CRI-10014 - Investigating Crime: Criminological Perspectives
Coordinator: Evangelia Koumentaki Room: N/A
Lecture Time: See Timetable...
Level: Level 4
Credits: 15
Study Hours: 150
School Office:

Programme/Approved Electives for 2022/23

None

Available as a Free Standing Elective

No

Co-requisites

None

Prerequisites

None

Barred Combinations

None

Description for 2022/23

This module is concerned with the social history of modern investigative techniques.

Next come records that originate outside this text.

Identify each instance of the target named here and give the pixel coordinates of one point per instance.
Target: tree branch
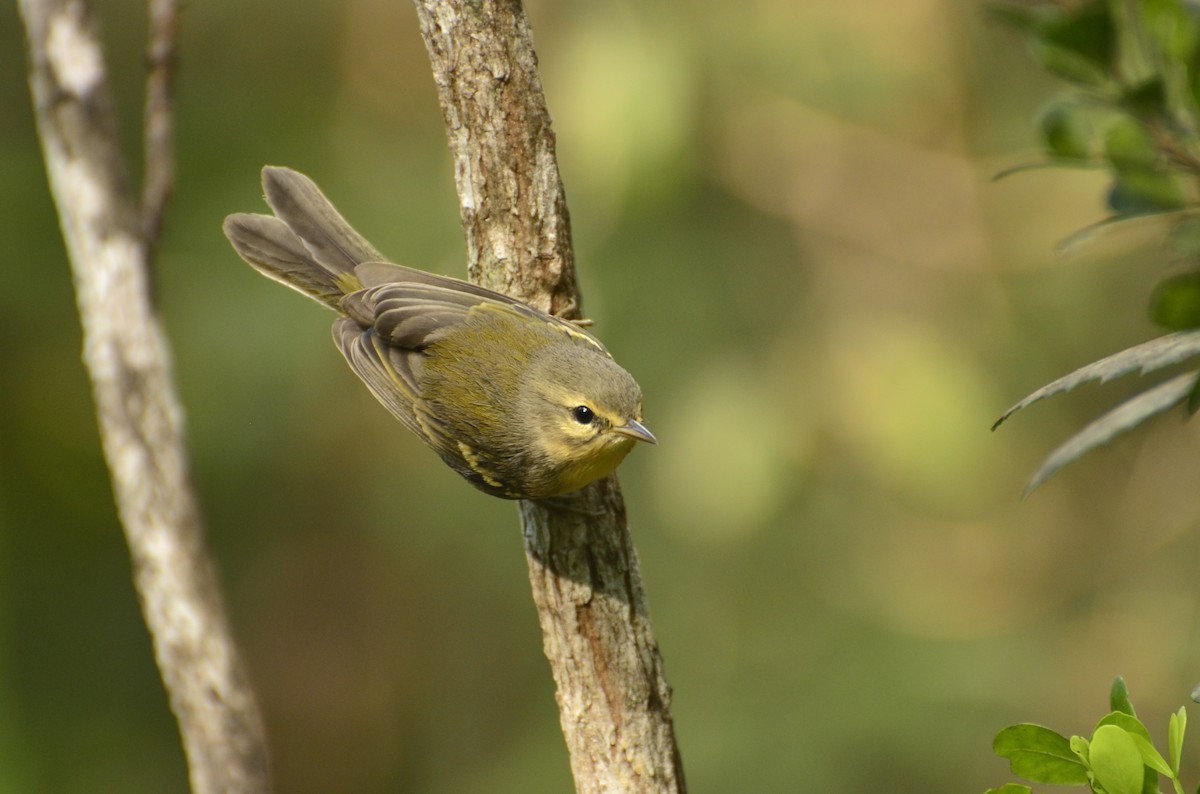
(159, 122)
(612, 695)
(139, 416)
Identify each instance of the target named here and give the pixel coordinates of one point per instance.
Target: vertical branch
(159, 121)
(139, 416)
(612, 695)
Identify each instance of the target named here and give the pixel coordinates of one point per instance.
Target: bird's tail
(306, 245)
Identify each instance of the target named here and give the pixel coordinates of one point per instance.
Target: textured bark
(141, 423)
(612, 695)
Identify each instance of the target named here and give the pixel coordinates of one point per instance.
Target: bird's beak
(635, 429)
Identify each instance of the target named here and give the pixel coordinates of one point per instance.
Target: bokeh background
(786, 228)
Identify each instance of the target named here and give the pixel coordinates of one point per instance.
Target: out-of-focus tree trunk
(109, 239)
(615, 703)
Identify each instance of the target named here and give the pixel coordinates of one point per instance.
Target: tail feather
(309, 245)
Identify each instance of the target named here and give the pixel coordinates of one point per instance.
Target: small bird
(521, 403)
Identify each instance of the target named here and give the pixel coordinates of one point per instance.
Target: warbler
(521, 403)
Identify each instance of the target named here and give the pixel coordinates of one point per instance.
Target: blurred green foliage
(1120, 757)
(785, 229)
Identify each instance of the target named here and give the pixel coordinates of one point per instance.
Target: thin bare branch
(159, 119)
(139, 416)
(615, 703)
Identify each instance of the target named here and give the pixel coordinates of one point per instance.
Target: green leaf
(1038, 753)
(1085, 31)
(1127, 722)
(1138, 190)
(1151, 757)
(1119, 697)
(1123, 417)
(1175, 304)
(1146, 98)
(1146, 358)
(1176, 727)
(1115, 761)
(1011, 788)
(1066, 131)
(1171, 26)
(1183, 236)
(1075, 43)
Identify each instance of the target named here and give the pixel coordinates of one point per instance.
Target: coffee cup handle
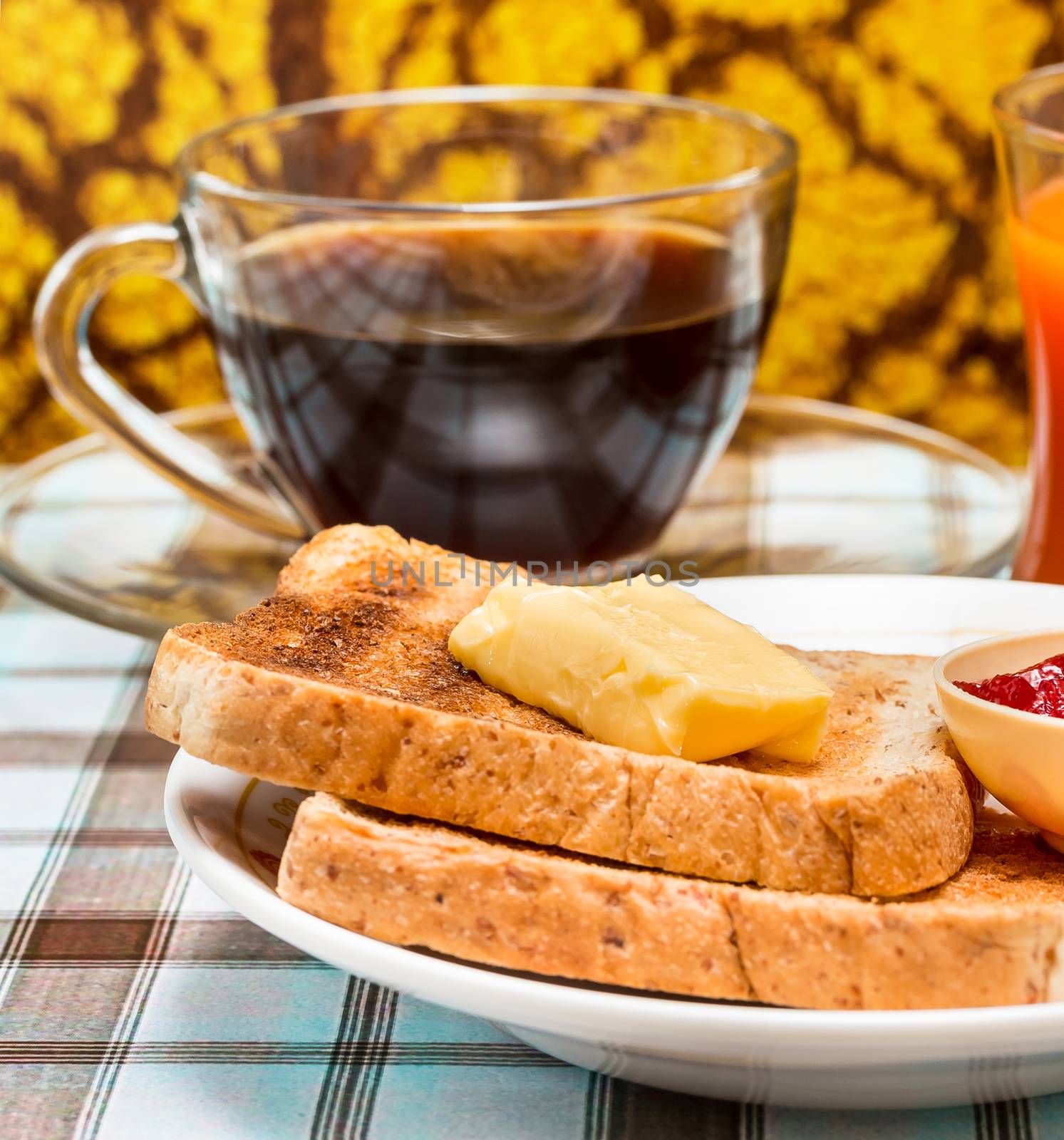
(61, 324)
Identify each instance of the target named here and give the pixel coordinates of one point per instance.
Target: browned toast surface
(342, 682)
(986, 938)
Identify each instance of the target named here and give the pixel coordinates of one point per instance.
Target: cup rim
(1007, 118)
(784, 161)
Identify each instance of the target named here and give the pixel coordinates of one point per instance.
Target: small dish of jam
(1038, 689)
(1006, 717)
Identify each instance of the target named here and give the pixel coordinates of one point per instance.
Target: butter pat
(646, 666)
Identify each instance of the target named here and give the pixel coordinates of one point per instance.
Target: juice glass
(1029, 118)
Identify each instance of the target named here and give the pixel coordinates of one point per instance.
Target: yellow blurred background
(899, 294)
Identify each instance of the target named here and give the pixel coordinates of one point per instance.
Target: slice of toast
(342, 682)
(988, 938)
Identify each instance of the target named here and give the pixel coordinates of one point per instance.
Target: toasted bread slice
(342, 682)
(986, 938)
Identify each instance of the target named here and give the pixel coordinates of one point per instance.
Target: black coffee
(530, 391)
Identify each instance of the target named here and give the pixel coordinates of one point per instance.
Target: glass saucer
(805, 487)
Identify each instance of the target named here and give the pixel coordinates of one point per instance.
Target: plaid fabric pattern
(134, 1003)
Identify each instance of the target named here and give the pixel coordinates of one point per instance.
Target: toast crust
(991, 936)
(342, 683)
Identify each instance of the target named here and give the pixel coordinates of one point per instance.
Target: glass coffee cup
(515, 322)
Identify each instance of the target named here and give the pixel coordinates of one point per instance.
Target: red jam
(1039, 689)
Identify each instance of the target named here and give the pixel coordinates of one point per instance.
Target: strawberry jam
(1039, 689)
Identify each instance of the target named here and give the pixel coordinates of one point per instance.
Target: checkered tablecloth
(136, 1006)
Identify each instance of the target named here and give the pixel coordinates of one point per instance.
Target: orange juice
(1038, 245)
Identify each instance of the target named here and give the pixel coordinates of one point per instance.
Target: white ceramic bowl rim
(1003, 640)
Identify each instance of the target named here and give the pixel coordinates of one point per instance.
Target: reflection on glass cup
(513, 322)
(1029, 117)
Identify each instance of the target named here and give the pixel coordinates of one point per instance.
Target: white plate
(232, 830)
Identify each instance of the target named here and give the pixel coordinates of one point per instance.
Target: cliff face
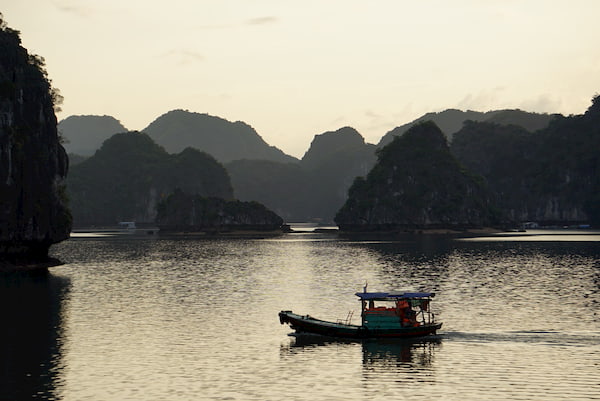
(416, 183)
(33, 164)
(130, 174)
(222, 139)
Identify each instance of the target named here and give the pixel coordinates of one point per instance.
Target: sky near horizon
(293, 70)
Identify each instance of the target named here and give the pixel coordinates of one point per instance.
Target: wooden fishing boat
(383, 315)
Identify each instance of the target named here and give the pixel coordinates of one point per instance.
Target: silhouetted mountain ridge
(416, 183)
(224, 140)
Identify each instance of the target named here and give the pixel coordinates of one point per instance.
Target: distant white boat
(127, 225)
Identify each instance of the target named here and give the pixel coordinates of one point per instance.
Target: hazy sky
(293, 69)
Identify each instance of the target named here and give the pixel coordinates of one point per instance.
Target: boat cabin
(388, 310)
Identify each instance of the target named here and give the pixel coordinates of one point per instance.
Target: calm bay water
(151, 318)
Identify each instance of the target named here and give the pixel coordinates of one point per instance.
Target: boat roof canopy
(391, 296)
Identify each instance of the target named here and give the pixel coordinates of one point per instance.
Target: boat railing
(348, 319)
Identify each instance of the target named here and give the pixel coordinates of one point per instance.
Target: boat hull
(308, 324)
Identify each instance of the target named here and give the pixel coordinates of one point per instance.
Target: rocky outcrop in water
(33, 164)
(551, 176)
(130, 174)
(416, 184)
(184, 212)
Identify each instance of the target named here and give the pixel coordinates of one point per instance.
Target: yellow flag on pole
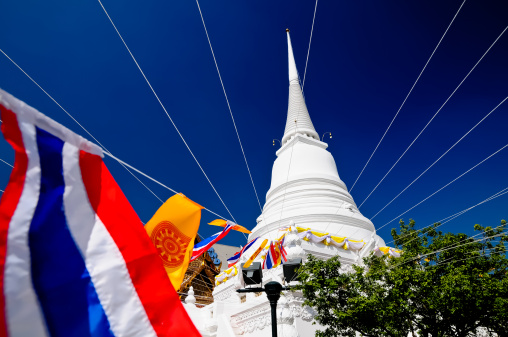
(172, 230)
(256, 253)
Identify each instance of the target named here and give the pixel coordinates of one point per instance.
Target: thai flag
(270, 259)
(75, 259)
(203, 246)
(282, 250)
(235, 258)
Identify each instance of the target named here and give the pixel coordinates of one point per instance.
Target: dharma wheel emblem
(171, 244)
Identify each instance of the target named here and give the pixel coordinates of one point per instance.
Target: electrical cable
(453, 247)
(430, 121)
(310, 40)
(444, 154)
(106, 151)
(164, 108)
(6, 163)
(405, 99)
(439, 190)
(456, 215)
(229, 108)
(68, 114)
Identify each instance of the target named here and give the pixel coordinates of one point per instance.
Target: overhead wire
(444, 154)
(164, 108)
(74, 119)
(310, 40)
(419, 257)
(229, 108)
(409, 93)
(455, 215)
(484, 252)
(106, 151)
(451, 182)
(430, 121)
(6, 163)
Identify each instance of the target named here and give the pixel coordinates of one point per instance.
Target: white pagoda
(308, 201)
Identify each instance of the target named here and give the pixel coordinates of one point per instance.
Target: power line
(430, 121)
(439, 158)
(106, 151)
(451, 182)
(310, 40)
(405, 99)
(68, 114)
(6, 163)
(485, 253)
(456, 215)
(229, 107)
(452, 247)
(152, 179)
(164, 108)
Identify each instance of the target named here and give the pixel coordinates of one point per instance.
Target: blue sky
(364, 58)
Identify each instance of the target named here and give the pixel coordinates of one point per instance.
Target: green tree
(442, 285)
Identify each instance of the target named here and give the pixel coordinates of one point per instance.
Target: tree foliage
(443, 284)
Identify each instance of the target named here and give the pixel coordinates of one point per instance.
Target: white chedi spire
(298, 120)
(306, 188)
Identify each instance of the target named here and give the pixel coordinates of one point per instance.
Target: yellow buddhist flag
(256, 253)
(172, 230)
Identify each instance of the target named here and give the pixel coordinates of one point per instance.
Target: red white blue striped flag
(75, 259)
(235, 258)
(203, 246)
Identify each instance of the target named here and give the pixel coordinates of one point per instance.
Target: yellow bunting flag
(223, 223)
(256, 253)
(172, 230)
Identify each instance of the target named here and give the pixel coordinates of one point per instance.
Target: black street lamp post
(272, 290)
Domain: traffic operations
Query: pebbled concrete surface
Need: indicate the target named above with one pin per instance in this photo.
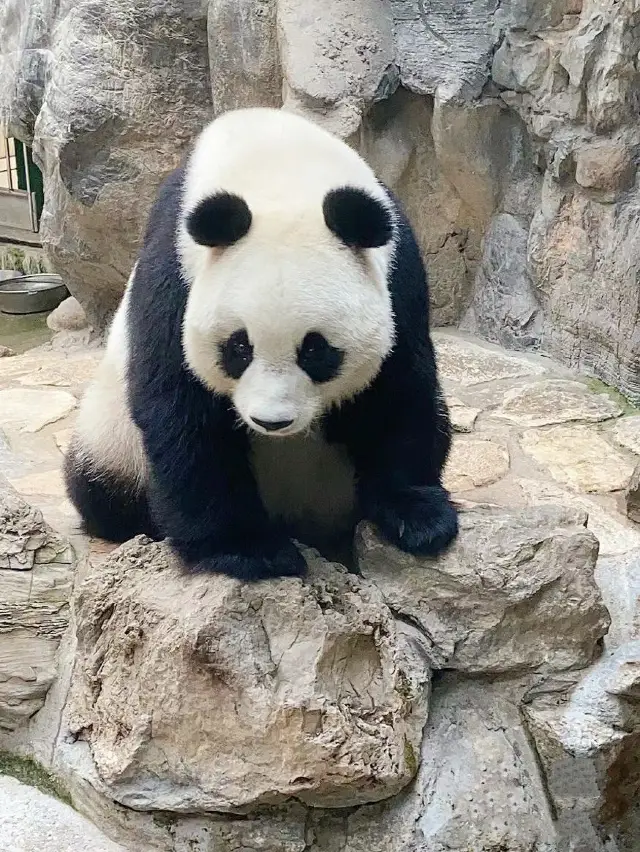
(30, 821)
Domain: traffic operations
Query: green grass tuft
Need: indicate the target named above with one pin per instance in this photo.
(30, 772)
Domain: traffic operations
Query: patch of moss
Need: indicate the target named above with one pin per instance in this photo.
(598, 386)
(410, 757)
(30, 772)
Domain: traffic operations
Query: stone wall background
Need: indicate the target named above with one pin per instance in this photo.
(509, 128)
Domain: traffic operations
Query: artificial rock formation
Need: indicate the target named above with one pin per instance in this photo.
(482, 616)
(509, 131)
(36, 577)
(299, 715)
(201, 693)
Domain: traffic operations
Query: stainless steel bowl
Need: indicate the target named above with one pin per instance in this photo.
(32, 294)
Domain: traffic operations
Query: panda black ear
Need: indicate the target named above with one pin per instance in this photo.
(219, 221)
(357, 218)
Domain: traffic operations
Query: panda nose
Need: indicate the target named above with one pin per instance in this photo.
(272, 425)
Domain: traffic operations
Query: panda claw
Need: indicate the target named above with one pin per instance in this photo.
(420, 521)
(251, 568)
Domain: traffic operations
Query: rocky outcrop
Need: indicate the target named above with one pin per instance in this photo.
(36, 577)
(299, 715)
(480, 612)
(589, 749)
(199, 693)
(510, 134)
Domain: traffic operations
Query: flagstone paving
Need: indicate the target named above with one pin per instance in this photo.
(526, 431)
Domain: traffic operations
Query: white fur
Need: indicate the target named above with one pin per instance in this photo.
(289, 275)
(105, 433)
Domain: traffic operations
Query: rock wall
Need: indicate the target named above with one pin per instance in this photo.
(508, 127)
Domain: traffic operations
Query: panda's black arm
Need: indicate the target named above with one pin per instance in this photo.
(397, 432)
(202, 493)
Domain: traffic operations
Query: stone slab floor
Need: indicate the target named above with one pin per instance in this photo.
(527, 432)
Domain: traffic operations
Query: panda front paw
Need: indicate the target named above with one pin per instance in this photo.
(420, 521)
(261, 561)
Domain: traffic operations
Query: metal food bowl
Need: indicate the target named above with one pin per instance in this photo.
(32, 294)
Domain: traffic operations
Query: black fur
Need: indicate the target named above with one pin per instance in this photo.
(110, 508)
(220, 220)
(320, 361)
(356, 218)
(203, 495)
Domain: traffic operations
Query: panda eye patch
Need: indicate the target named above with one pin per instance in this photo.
(319, 360)
(236, 353)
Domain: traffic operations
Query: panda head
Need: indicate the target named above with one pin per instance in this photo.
(289, 311)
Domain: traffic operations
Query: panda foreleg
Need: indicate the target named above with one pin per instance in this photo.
(398, 437)
(202, 492)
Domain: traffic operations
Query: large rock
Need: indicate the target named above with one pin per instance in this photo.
(589, 748)
(579, 457)
(517, 124)
(505, 307)
(198, 693)
(632, 496)
(116, 92)
(478, 787)
(36, 578)
(516, 591)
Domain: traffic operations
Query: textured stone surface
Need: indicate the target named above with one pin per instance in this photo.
(30, 409)
(615, 536)
(466, 363)
(316, 695)
(632, 496)
(605, 164)
(627, 433)
(515, 591)
(34, 822)
(579, 458)
(463, 417)
(618, 577)
(505, 307)
(477, 788)
(109, 95)
(589, 750)
(473, 463)
(516, 122)
(36, 576)
(556, 401)
(68, 316)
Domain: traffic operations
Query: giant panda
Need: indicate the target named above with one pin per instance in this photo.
(269, 375)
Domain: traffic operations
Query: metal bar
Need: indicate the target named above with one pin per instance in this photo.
(7, 154)
(32, 213)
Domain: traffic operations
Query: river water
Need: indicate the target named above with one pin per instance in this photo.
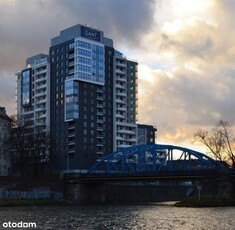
(101, 217)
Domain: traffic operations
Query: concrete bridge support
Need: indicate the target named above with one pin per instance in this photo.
(85, 192)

It will examine the emergence of criminal justice bureaucracies and of detective work as a specialism within them. It will go on to take a critical, sociological look at the development, impact and limitations of a range of technologies - motor vehicles, ICT, psychological and DNA profiling and technologies of regulation and surveillance - in the context of the investigation of crime and criminal justice practice more generally.

Aims
To increase students appreciation of a criminological understanding of crime investigation.
To increase students understanding and appreciation of modern investigative techniques.
To enable students to understand and reflect upon how the emergence of criminal justice bureaucracies and detective work impacts upon crime investigation.
To enable students to evaluate the impact and limitations of a range of crime investigation technologies.

Talis Aspire Reading List
Any reading lists will be provided by the start of the course.
http://lists.lib.keele.ac.uk/modules/cri-10014/lists

Intended Learning Outcomes

Reognise and describe the contributions made by various parties in investigating a criminal event: 1
Recognise and describe the contributions, compexities and limitations of a range of investigatory and evidence-gathering techniques: 1
Recognise and illustrate the impact of processes of social change such as globalisation on crime investigation: 1
Describe the development and current organisation, governance and operation of crime investigation: 1
Recognise and identify the importance of comparative analysis in crime investigation: 1
Identify different representations of crime investigations in the media and by agents of crime control: 1
Recognise the social context in which investigative techniques and practices have emerged and operate: 1
Describe the processes involved in gathering, evaluating and presenting evidence of a criminal event: 1

Study hours

10 hours lectures
10 hours tutorials
30 hours preparation for and completion of online task assessment.
100 hours personal study, preparatory reading and other work for lectures and seminars

School Rules

None

Description of Module Assessment

1: Online Tasks weighted 100%
Short answer online tasks.
Students will be set a series of individual online tasks - short answer questions and related activities to be completed by students individually drawing on the content of the module.